Als sie durch die Hotelhalle schritt, war es fast dunkel geworden. Sie trat ihre nassen Schuhe an der Strohmatte ab und warf einen Blick durch die Scheiben; der Regen klatschte schräg auf die Rasenfläche und die Kieswege nieder; der Mann lag immer noch auf seinem Deckstuhl, er hatte sich nicht gerührt. Regine wendete sich an das Zimmermädchen, das gerade einen Stoß Teller in den Speisesaal trug.

«Haben Sie gesehen, Blanche?»

«Was?» fragte das Mädchen.

«Einer Ihrer Gäste ist da draußen im Regen eingeschlafen. Er wird sich eine Lungenentzündung holen. Man sollte ihn hereinschaffen.»

«Ach der», sagte Blanche. «Versuchen Sie doch mal, mit dem ein Wort zu reden. Es ist, als wäre er taub. Ich habe ihn am Arm geschüttelt, es war mir nur um den Stuhl, der geht ja kaputt bei der Nässe… Er hat mich nicht einmal angeguckt.» Sie schüttelte ihren rotblonden Schopf und setzte noch hinzu: «Das ist ein Phänomen…»

Sie hatte Lust, weiterzuschwatzen, aber Regine hatte keine Lust, ihr länger zuzuhören. Sie stieß die Tür zum Garten auf und näherte sich dem Mann.

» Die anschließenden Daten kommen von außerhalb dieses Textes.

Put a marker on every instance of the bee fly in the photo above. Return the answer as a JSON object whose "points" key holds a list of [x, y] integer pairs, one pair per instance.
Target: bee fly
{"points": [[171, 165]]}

«Sie sollten hereinkommen», sagte sie sanft. «Merken Sie nicht, daß es regnet?»

Er wendete den Kopf, sah sie an, und diesmal wußte sie, daß er sie wirklich sah.

«Sie müssen ins Haus kommen», wiederholte sie.

Er blickte zu dem dunklen Himmel auf und dann zu Regine hin; seine Lider flatterten, als wenn dies wenige Licht, das noch auf Erden verweilte, ihn schon blendete; er schien darunter zu leiden.

Sie sagte noch einmal: «Kommen Sie herein. Sie werden ja sonst krank!»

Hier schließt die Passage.